Les travailleurs licenciés de Rio Tinto ont manifesté pour la deuxième fois depuis l’annonce du retrait du géant minier sur le mont Simandou. Ces travailleurs très amers contre la direction de la Société, étaient nombreux dans la rue ce lundi 27 septembre. Ils réclament la régularisation de leur situation.

« Nous faisons ce mouvement pour la stabilité des futurs emplois que bénéficieront les guinéens dans les jours à venir. Aussi la stabilité du pays, plus jamais qu’un citoyen ou employé ne soit victime d’une telle situation par nos propres frères », explique Mory Condé porte parole du mouvement.

Alors que leur cri de cœur est loin d’être pris en compte par la direction de la Société, ces travailleurs ne comptent pas baisser les bras. Ils dénoncent l’injustice et la discrimination tout en exigeant le payement d’un an de salaire.

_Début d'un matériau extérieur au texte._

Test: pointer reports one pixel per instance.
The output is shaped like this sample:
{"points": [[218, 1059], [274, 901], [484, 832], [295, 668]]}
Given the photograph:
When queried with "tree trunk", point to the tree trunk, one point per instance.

« Tous les travailleurs licenciés doivent avoir les douze ( 12) mois de salaire en intégralité. C’est un droit non négociable, au lieu de parler des forfaitaires, nous voulons un an de salaire d’abord », plaide un autre travailleur licencié.

Du côté des autorités, c’est le silence radio. L’inspection générale du travail n’a pas pris pour l’instant, la situation des ces travailleurs au sérieux.

En juillet dernier, seize ans après son installation en Guinée, Rio Tinto a annoncé son retrait du mont simandou. Une situation qui a poussé la Société à débaucher quelques 844 travailleurs.

 En marge du sommet des Nations unies, le président guinéen Alpha Condé annonce que des discussions autour du projet Simandou sont en cours entre l’entreprise chinoise Chinalco, deuxième actionnaire du projet derrière Rio Tinto,  et le gouvernement guinéen.